BishopAccountability.org

Synod. The German Bishops Are Putting the Cart Before the Horse

By Sandro Magister
Chiesa
May 6, 2015

http://chiesa.espresso.repubblica.it/articolo/1351043?eng=y


The responses of the episcopal conference to the presynodal questionnaire describe what is already being done in Germany: communion for the divorced and remarried, tolerance for second marriages, approval of homosexual unions ROME, May 6, 2015 – To judge by the latest product of the German episcopal conference, the synod on the family scheduled for October 4-25 could turn out to be a wasted effort.

Cardinal Reinhard Marx (in the photo), archbishop of Munich and president of the episcopal conference, had made this clear last February 25 with a remark that made its way around the world:

“We are not a subsidiary of Rome. Every episcopal conference is responsible for pastoral care in its own cultural context, and must preach the Gospel in its own original way. We cannot wait for a synod to tell us how we must shape the pastoral care of marriage and the family.”

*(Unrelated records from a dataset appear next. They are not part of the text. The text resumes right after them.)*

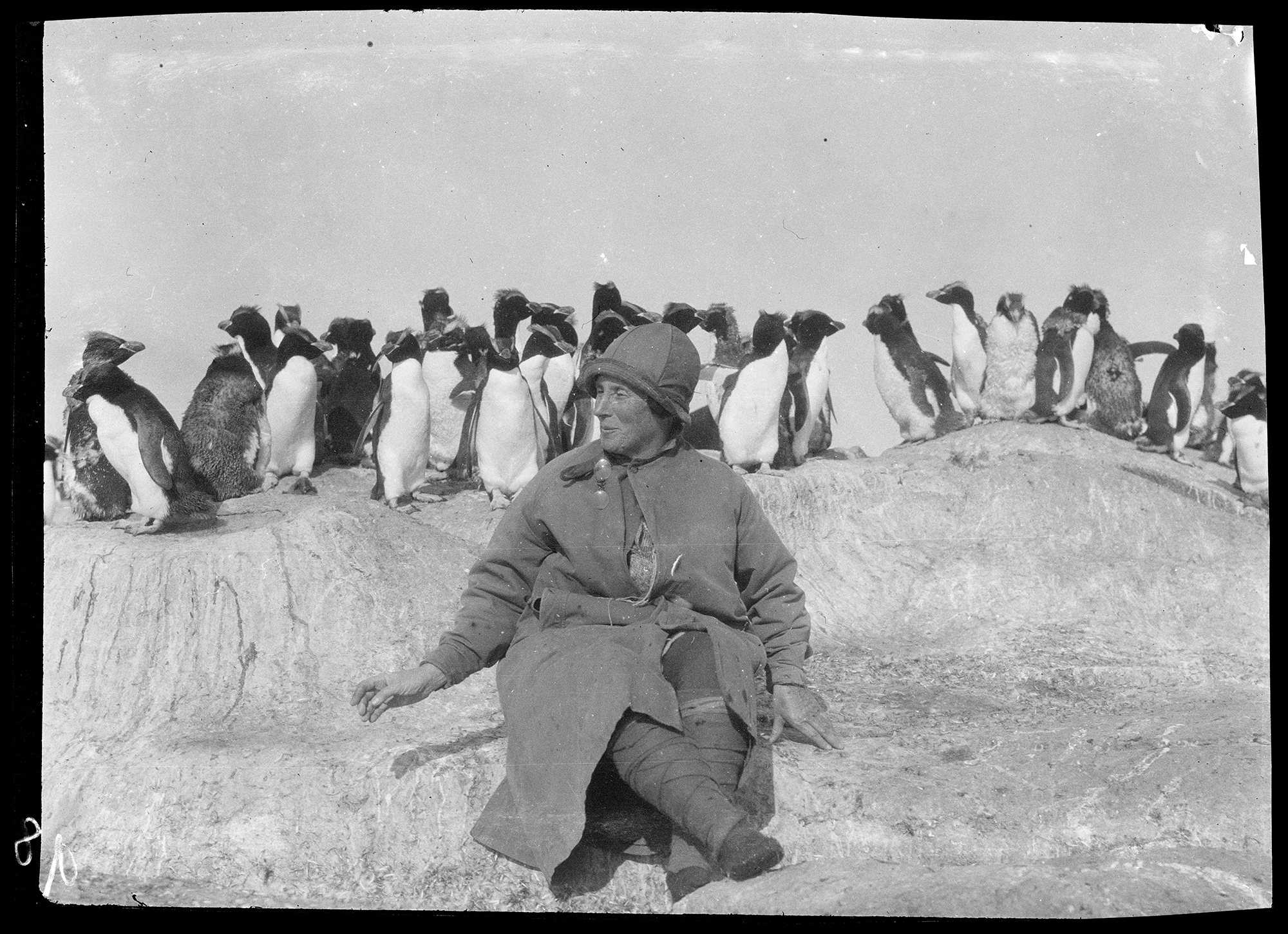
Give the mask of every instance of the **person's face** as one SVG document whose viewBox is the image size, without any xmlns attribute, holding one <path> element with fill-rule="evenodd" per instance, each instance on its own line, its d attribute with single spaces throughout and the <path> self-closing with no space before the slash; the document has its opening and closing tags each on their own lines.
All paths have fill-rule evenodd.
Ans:
<svg viewBox="0 0 1288 934">
<path fill-rule="evenodd" d="M 607 377 L 596 383 L 595 416 L 608 453 L 652 457 L 671 439 L 670 420 L 654 415 L 648 399 L 625 383 Z"/>
</svg>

But now it is Germany’s episcopal conference itself that has set this same concept down in black and white, in its official response - after consulting the “people of God” - to the preparatory questionnaire sent out from Rome in view of the next session of the synod.

When it comes to the question on “how to promote the determination of pastoral guidelines on the level of particular Churches,” the German bishops in fact write:

"Referring to social and cultural differences, some of the responses favour regional agreements on pastoral guidelines at local church level. The basis could also be formed by diocesan discussion processes on the topic of marriage and the family the outcome of which would be discussed with other local churches. This would be conditional on all concerned being willing to engage in a dialogue."

The formulation is a bit contorted, but the facts speak for themselves. In almost all the dioceses of Germany, sacramental absolution and Eucharistic communion are given to the divorced and remarried, as already made clear by a previous document from the German episcopal conference, approved on June 24, 2014 and proudly exhibited in Rome at last October’s session of the synod on the family:

> Theologically responsible, pastorally appropriate ways of assisting remarried divorcees

This document can be read in its entirety on the website of Germany’s episcopal conference, not only in the original German but in Italian, English, French, and Spanish, proof of the intentions of this episcopate to teach a lesson to the whole world.

And the same multilingual treatment has been adopted for the responses to the presynodal questionnaire, made public in recent days:

> The Vocation and Mission of the Family in the Church and Contemporary World. Response by the German Bishops’ Conference

Below is reproduced the section of the document with the responses to the most controversial points of the questionnaire: the divorced and remarried, mixed marriages, homosexuals.

Not only do the German bishops approve of giving absolution and communion to the divorced and remarried, but they also express the hope that civil second marriages be blessed in church, that Eucharistic communion also be given to non-Catholic spouses, that the goodness of homosexual relationships and same-sex unions be recognized.

They write that they do not intend in the least to bring into question the doctrine of the universal Church relative to marriage and family. But they do not explain how to reconcile this doctrine “cum Petro e sub Petro” with the pastoral practices that they have implemented in Germany.

In the judgment of Cardinal Gerhard Müller, in fact, such a reconciliation is impossible. On the contrary, “the idea that the episcopal conferences are a magisterium apart from the Magisterium, without the pope and without communion with all the bishops, is a profoundly anti-Catholic idea that does not respect the catholicity of the Church”:

> Bishops conferences are not the Magisterium, Vatican doctrine chief reminds Cardinal Marx

Müller is German, but in Germany they see him more as “Roman” than as one of them, in that he is prefect of the congregation for the doctrine of the faith.

Another cardinal seen as more Roman than German is Paul Cordes, president emeritus of Cor Unum. He too has criticized his countrymen bishops, who presume to teach a lesson to the world even though they are at the head of a Church in disrepair, where many priests neither pray nor go to confession, two thirds of the faithful do not believe in the resurrection of Jesus, and only 16 percent of Catholics have faith in a God who is a person and not a vague entity:

> German prelate breaks rank with Cardinal Marx, insists on fidelity to Rome

Here is a link to the document released by Rome in view of the next session of the synod of bishops:

> Sinodo dei Vescovi - "Lineamenta" per la XIV Assemblea Generale Ordinaria

The “lineamenta” include the final relation of last October’s synod and a questionnaire for delving into it: this is the one to which the German bishops have responded.